The first two rules represent general properties of subclass and is_in. The last two rules express the closed world assumptions for simple hierarchies. It is easy to check that the domain is consistent and that the logic program generates admissible arguments for has(x1,p) and neg(has(x2,p)).

Higher-Order Preferences

Consider the program in the previous section extended by

    rule(f7, subclass(d,a), []).
to represent the fact that d is also a subclass of a and

    rule(d4, prefer(d1(X), d2(X)), [is_in(X,a)]).
to express that instances of d have the property p. Now, both d1(X) < d2(X) and d2(X) < d1(X) can be proved for x3 and thus both has(x3,p) and neg(has(x3,p)) are consequences of an admissible set. One way to resolve this conflict is to rewrite the rules d3(X) and d4(X) as:

    rule(d3'(X), prefer(d2(X), d1(X)), [is_in(X,c), neg(is_in(X,a))]).
    rule(d4'(X), prefer(d1(X), d2(X)), [is_in(X,a), neg(is_in(X,c))]).
However, these rewritten rules do not represent the specification of the given domain in a natural way since such a practice would lead into a combinatorial explosion on the number of literals in the body of the priority rules and thus degrading the high-intentionality of the language. In contrast Gorgias, can accept rules stating priorities over priorities, i.e. higher-order priorities. For example, the following rule

    rule(d5(X), prefer(d4(X), d3(X)), [is_in(X,a)]).
states that an instance of d has the property p beside the fact that d is also a subclass of c. Another well-known example where higher-order priorities could be exploited is the following legal reasoning scenario [Gordon, 1993].
A person wants to find out if her security interest in a certain ship is perfected. She currently has possession of the ship. According to the "Uniform Commercial Code" (UCC) a security interest in goods may be perfected by taking possession of the collateral. However, there is a federal law called the "Ship Mortgage Act" (SMA) according to which a security interest in a ship may only be perfected by filing a financing statement. Such a statement has not been filed. Now the question is whether the UCC or the SMA takes precedence in this case. There are two known legal principles for resolving conflicts of this kind. The principle of "Lex Posterior" gives precedence to newer laws. In our case the UCC is newer than the SMA. On the other hand, in the principle of "Lex Superior" gives precedence to laws supported by the higher authority. In our case the SMA has higher authority since it is a federal law.
In legal reasoning, laws are subject to higher principles, like lex superior or lex posterior, which are themselves subject to "higher order" principles. A straightforward representation of the stated problem above is shown below:

    rule(ucc, perfected,      [possession]).
    rule(sma, neg(perfected), [ship, neg(finstatement)]).
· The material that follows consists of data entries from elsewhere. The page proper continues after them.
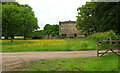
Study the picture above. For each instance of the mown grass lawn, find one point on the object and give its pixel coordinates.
(49, 45)
(105, 63)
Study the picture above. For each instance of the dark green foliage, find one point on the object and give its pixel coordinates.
(17, 19)
(99, 17)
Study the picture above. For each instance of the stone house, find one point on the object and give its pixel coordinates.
(68, 29)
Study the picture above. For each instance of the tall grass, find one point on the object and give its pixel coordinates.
(48, 45)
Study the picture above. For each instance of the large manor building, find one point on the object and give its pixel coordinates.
(68, 29)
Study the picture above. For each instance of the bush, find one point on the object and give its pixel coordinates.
(104, 35)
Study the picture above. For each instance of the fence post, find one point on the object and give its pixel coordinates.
(98, 48)
(110, 40)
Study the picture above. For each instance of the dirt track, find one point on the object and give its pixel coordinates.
(12, 61)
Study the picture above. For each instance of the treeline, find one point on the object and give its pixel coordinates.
(99, 17)
(48, 30)
(18, 19)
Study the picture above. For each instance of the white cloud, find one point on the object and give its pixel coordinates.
(53, 11)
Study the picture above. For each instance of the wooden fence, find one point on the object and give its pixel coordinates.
(99, 54)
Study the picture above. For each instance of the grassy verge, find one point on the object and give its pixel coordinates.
(48, 45)
(105, 63)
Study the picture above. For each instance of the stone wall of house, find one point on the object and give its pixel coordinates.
(68, 29)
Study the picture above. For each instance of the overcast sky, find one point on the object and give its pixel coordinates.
(53, 11)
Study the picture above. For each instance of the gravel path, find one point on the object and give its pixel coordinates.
(12, 61)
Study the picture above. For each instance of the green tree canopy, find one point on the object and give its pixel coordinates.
(99, 17)
(17, 19)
    rule(f1, possession,        []).
    rule(f2, ship,              []).
    rule(f3, neg(finstatement), []).
    rule(f4, newer(ucc,sma),    []).
    rule(f5, federal_law(sma),  []).
    rule(f6, state_law(ucc),    []).

    rule(lex_posterior(X,Y), prefer(X,Y), [newer(X,Y)]). 
    rule(lex_superior(X,Y),  prefer(Y,X), [state_law(X),federal_law(Y)]).

    rule(prpr, prefer(lex_superior(X,Y),lex_posterior(X,Y)), []).
It is easy to check that an admissible argument for neg(perfected) in the given domain is D = [lex_superior(ucc, sma), f5, f6, f3, f2, sma].

The last rule in the description is a higher-order preference rule, exactly because it states a preference/priority over the priority rules lex_superior(X,Y) and lex_posterior(X,Y).

Eventhough, both lex_superior(X,Y) and lex_posterior(X,Y) are subject to a number of preconditions, they are not dynamic since those preconditions are not defeasible.

The Qualification Relation

Argumentation presupposes disagreement, which is captured in this framework by the notion of conflict. Conflicting arguments may coexist in a knowledge base and thus the attacking relation employs a qualification relation during argumentation that encodes the relative strength of arguments that conclude a predicate with different negation status.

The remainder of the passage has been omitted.